Avrupa sanayi dünyası 1914-1918 yılları arasındaki savaş döneminde ağır kayıplar vermişti. İsviçre ülkeler arası gerilime çok fazla karışmasa da Nestlé’nin daha önce olduğu gibi üretime devam etmek için gereken ham maddeyi ve diğer malları bulması zor oluyordu. Dağıtım süreci de sancılıydı zira kıtanın tamamı savaştaydı. Nestlé ürünlerinin birçoğunun ham maddesi taze süttü ve bu dönemde süt bir yana pek çok taze üründe ciddi seviyede bir kıtlık yaşanıyordu. Dönemin pek çok üreticisi gibi Nestlé de çevre kasaba ve köylerin ihtiyaçlarını karşılamak için sarf malzemelerinin çoğunu satmıştı.

Nestlé de dahil olmak üzere çoğu şirket geniş bir alana yayılmış olan çatışmaların sonucu olan bu zorlu ekonomik süreçte dahi ayakta kalabilmeyi başardılar. Şirket hızla büyümelerini gerektirecek birkaç devlet sözleşmesine imza attı. Savaş 1918’de sona erdiğinde Nestlé dünya genelinde toplam 40 fabrikaya sahip bir şirketti.

 

3.İki Dünya Savaş Arası Yaşanan Sıkıntılar

Her ne kadar küresel depresyon 1930’larda başlamış olsa da Birinci Dünya Savaşının hemen ardından Orta Avrupa için ciddi bir ekonomik buhran dönemi başladı. Almanya, Polonya ve Avusturya’da işsizlik arttı, enflasyon ise daha önce görülmedik seviyelere ulaştı. Ekonomik fırtına savaştan çok daha önce kendisini hissettirmeye başlamıştı, ancak savaşın kaybedilmesi çoğu Orta Avrupa ülkesinde durumu daha da kötüleştirdi.

Nestlé, 1920’lerde yaşanan ekonomik çöküşten darbe alan yüzlerce şirketten yalnızca biriydi.

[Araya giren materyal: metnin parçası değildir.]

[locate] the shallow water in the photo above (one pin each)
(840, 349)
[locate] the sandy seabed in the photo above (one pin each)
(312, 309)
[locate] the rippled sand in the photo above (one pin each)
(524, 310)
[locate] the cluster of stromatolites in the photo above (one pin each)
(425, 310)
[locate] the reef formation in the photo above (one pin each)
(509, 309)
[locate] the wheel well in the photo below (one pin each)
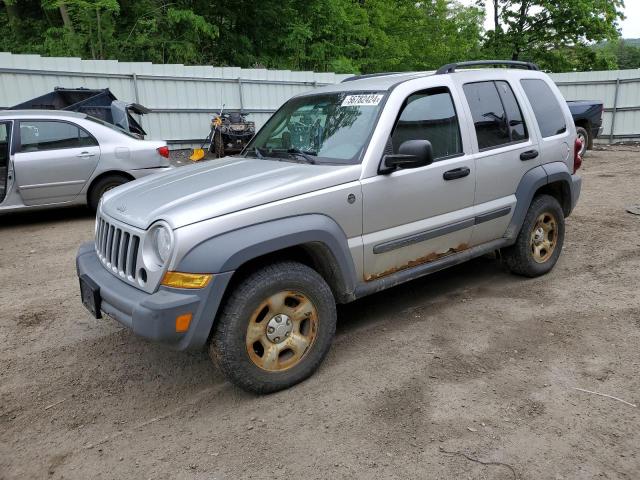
(560, 191)
(315, 255)
(110, 173)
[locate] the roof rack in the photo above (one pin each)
(451, 67)
(370, 75)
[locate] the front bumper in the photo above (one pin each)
(153, 315)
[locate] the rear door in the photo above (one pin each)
(553, 122)
(53, 160)
(5, 157)
(506, 149)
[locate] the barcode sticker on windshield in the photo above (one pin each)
(361, 100)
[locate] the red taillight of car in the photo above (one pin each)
(577, 159)
(164, 151)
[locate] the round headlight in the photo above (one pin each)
(162, 242)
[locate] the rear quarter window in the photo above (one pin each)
(549, 114)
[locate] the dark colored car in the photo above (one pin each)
(98, 103)
(587, 115)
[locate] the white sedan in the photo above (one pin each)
(57, 158)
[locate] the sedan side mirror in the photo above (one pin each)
(411, 154)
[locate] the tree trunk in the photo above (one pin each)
(13, 14)
(99, 27)
(66, 20)
(517, 46)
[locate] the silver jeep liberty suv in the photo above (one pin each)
(347, 190)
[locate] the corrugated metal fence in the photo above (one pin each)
(620, 92)
(183, 98)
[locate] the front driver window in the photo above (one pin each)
(429, 115)
(38, 136)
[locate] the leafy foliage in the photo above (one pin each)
(322, 35)
(555, 34)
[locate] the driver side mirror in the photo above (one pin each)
(411, 154)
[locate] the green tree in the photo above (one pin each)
(542, 30)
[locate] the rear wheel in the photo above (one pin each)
(583, 135)
(540, 240)
(102, 186)
(275, 329)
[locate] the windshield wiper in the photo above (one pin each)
(308, 156)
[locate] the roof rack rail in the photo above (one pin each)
(369, 75)
(451, 67)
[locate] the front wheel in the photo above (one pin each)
(275, 328)
(540, 240)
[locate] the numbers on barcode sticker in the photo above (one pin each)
(370, 99)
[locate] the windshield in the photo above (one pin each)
(324, 128)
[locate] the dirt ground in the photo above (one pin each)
(472, 360)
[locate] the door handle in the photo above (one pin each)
(528, 155)
(456, 173)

Dönemin onca zorluğuna rağmen bu sıkıntılı süreci atlatmayı başaran şirket 1920’lerin ortalarında Calliet, Peter ve Kohler Swiss Çikolata şirketilerini satın aldı. İşte çikolata tam da bu noktada işin odak noktalarından biri haline geldi. Çikolataya yapılan bu yatırım söz konusu yüzyılın sonlarına doğru yenilikçiliği ve çeşitliliği de beraberinde getirecekti.

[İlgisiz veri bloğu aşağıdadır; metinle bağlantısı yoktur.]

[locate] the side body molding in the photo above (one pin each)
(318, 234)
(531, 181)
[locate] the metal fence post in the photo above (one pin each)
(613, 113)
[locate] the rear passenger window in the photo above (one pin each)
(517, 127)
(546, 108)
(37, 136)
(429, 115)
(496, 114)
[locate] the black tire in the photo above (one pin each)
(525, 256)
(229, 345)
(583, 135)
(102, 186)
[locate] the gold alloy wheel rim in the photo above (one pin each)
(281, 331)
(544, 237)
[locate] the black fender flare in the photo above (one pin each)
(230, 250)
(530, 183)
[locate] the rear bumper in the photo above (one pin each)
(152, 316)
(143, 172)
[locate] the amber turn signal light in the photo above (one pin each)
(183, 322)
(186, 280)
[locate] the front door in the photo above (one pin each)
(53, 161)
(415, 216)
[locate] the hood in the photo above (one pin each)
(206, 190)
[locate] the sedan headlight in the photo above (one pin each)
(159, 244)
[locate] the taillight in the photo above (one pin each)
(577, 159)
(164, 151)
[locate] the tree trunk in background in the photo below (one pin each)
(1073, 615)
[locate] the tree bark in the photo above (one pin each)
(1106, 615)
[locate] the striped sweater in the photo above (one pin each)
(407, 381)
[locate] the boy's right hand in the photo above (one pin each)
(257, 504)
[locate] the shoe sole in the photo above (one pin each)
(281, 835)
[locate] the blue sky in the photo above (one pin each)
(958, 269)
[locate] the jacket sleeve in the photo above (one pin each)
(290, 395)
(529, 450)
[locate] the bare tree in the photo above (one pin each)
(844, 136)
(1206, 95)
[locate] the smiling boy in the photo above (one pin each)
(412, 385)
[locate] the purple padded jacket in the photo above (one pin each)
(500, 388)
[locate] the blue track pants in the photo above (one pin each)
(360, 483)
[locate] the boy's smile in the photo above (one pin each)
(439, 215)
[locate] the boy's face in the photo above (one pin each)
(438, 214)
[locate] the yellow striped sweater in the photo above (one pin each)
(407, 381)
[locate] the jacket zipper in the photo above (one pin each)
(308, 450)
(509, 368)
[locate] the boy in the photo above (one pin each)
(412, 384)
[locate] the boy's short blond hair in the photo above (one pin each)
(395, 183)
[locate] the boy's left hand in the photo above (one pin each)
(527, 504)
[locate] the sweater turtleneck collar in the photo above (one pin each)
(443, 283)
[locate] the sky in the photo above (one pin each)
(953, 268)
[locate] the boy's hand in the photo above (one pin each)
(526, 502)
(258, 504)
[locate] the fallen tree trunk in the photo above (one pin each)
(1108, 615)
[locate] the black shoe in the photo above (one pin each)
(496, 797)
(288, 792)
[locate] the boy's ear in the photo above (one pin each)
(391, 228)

Şirket 1920’ler ve 1930’larda zamanının çoğu siyasi ve ekonomik açıdan zorlu bu süreci en az zararla atlatabilmek ve ayakta kalabilmek için harcadı. Nestlé’nin ilk kahve ürünü olan Nescafé’yi piyasaya sürdüğü 1938 yılına kadar da kayda değer bir büyüme ya da gelişme kaydedilmedi. Nescafé’nin doğumu ise Brezilya hükumetinin Nestlé’ye fazla kahvelerini muhafaza edileceği umuduyla Nestle şirketine sunduğu sekiz yıl öncesine dayanıyordu. İkinci Dünya Savaşı baş gösteriyordu ve bu durum Nestlé’nin gelecekte en başarılı olacağı alan olan kahve ürünlerinin gelişimini hatırı sayılır derecede yavaşlatıyordu. İroniktir ki Nescafé’nin ilk marka elçileri Müttefik askerler olmuştu. Nestlé, Amerika Birleşik Devletleri hükumetinin emri ile cepheye gönderdikleri kahveler sayesinde hızlı bir şekilde dünya pazarlarına ulaşmayı başardı.

 

4.Avrupa’da Bir Savaş Daha

20.yüzyılın savaşları sırasında İsviçre’nin efsanevi tarafsızlığı nedeniyle Nestlé’nin İsviçre tesislerine İsviçre hükumeti tarafından el konulması ya da söz konusu tesislerin başka amaçlar için kullanılması gibi durumlar yaşanmadı. Bu, o dönemlerde Avrupa’da hakim olan ekonomik durumun veya üretim/tüketim yaklaşımının tam tersiydi.

1939’da Nestlé’nin yönetimi Amerika Birleşik Devletleri’ne kaydırıldı. Avrupa cephesinden uzakta olan Nestlé çalışanları el birliğiyle kurup büyüttükleri bu işin hem Avrupa’da hem de dünya genelindeki varlığını sürdürebilmek için bıkıp usanmadan çalıştılar.

İkinci Dünya Savaşı süresince de yeniliklerin ardı arkası kesilmedi. 1940 yılında buzlu çay Nestea yaratıldı. Çayın tarihi binlerce yıl öncesine dayanıyordu ve buzlu çayın başarısı 19. yüzyılın başından itibaren net bir şekilde gözlemlenmişti. Nestea, Coca-Cola ve Nestle gibi dünyanın en büyük iki yiyecek-içecek üreticisinin ortak bir girişimi olarak tüm dünyada adını duyurmayı başardı ancak 1948’e kadar Amerika’ya tanıtılmadı.

 

5.Toparlanma Süreci

II. Dünya Savaşı’nın sonları tüm dünya için bir büyüme ve toparlanma dönemi oldu. Avrupa siyasi ve finansal istikrara yeniden kavuşunca savaşı atlatacak denli güçlü olan birçok şirket büyük bir atılım gösterdi.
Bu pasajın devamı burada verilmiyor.